The Independent Medico-Legal Unit, together with the Child Legal Action Network and the International Commission of Jurists-Kenya, has just released its investigative report into torture by the military in Mount Elgon.
It is terrifying reading.
ACCORDING TO THE REPORT, THE CIVILIAN population, particularly males between the ages of 20 and 30, are being subjected to what can only be termed as collective punishment.
Indiscriminate mass arrests are taking place. Those detained are forwarded to a military interrogation centre - Kapkota Military Camp. They are then tortured - there is no other word for it - for periods of several hours each day for up to five days.
The forms of torture allegedly range from severe beatings to humiliations of a sexualised nature to actual sexual violence (the insertion of gun butts into anuses, for example).
The astonishing thing is that this takes place before interrogation even begins - while torture can never be justified, it certainly can't be justified on the basis of information extraction in this case.
For, in the end, what the military relies on seems to be identification by informers among the so-called Sabaot Land Defence Force.
It is appalling. It is frightening. And it is absolutely unacceptable.

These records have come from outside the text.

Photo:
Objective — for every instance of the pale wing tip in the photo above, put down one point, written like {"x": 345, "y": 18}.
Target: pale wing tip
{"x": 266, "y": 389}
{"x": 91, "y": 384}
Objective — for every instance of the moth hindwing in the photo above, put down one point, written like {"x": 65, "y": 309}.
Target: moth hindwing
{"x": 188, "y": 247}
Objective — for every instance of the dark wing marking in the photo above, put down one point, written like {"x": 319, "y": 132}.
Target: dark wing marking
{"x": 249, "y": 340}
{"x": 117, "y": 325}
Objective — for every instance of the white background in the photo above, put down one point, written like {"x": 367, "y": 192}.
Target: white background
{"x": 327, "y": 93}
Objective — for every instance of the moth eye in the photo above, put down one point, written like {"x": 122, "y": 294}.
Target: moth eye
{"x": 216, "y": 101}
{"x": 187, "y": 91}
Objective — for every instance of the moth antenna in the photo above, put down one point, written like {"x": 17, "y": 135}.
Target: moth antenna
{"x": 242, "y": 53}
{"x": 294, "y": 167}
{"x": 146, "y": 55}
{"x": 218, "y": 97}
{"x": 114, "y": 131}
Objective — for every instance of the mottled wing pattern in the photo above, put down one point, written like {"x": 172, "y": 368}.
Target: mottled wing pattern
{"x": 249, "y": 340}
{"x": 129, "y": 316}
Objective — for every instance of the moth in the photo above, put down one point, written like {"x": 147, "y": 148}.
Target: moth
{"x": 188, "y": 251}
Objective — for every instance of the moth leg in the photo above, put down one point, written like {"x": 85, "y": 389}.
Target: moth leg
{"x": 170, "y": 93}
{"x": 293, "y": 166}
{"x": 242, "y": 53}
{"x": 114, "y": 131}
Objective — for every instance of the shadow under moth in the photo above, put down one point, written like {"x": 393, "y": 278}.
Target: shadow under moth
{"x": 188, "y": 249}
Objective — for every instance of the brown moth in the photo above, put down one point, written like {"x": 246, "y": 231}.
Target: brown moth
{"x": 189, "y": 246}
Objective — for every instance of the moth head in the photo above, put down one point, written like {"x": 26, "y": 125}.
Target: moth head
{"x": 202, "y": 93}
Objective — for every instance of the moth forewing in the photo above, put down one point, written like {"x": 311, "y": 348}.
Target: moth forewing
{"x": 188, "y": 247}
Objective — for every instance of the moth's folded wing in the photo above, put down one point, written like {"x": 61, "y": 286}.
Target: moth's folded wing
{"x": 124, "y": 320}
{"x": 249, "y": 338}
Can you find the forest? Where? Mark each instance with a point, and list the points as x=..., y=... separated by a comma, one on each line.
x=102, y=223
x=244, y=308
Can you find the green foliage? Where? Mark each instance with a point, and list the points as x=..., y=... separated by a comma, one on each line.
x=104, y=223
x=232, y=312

What sort of a country are we living in if this can happen - and in this day and age? When the then National Rainbow Coalition opened up the Nyayo House torture chambers, we were all promised: "Never again."
And while the SLDF has certainly terrorised its own community, the manner in which the military - at the behest of the Kenya Police - is going about stopping them is unacceptable.
Kenya is a signatory to the Convention Against Torture. Our Constitution forbids cruel, inhuman and degrading treatment and torture.
We also have domestic legislation outlawing the same.
We should be grateful to IMLU for showing us the extent to which our international obligations, our Constitution and our laws are being breached. We should insist that the military desist - and that all those responsible for this - be held as accountable as we expect the SLDF to be for its actions.
L. Muthoni Wanyeki is executive director of the Kenya Human Rights Commission.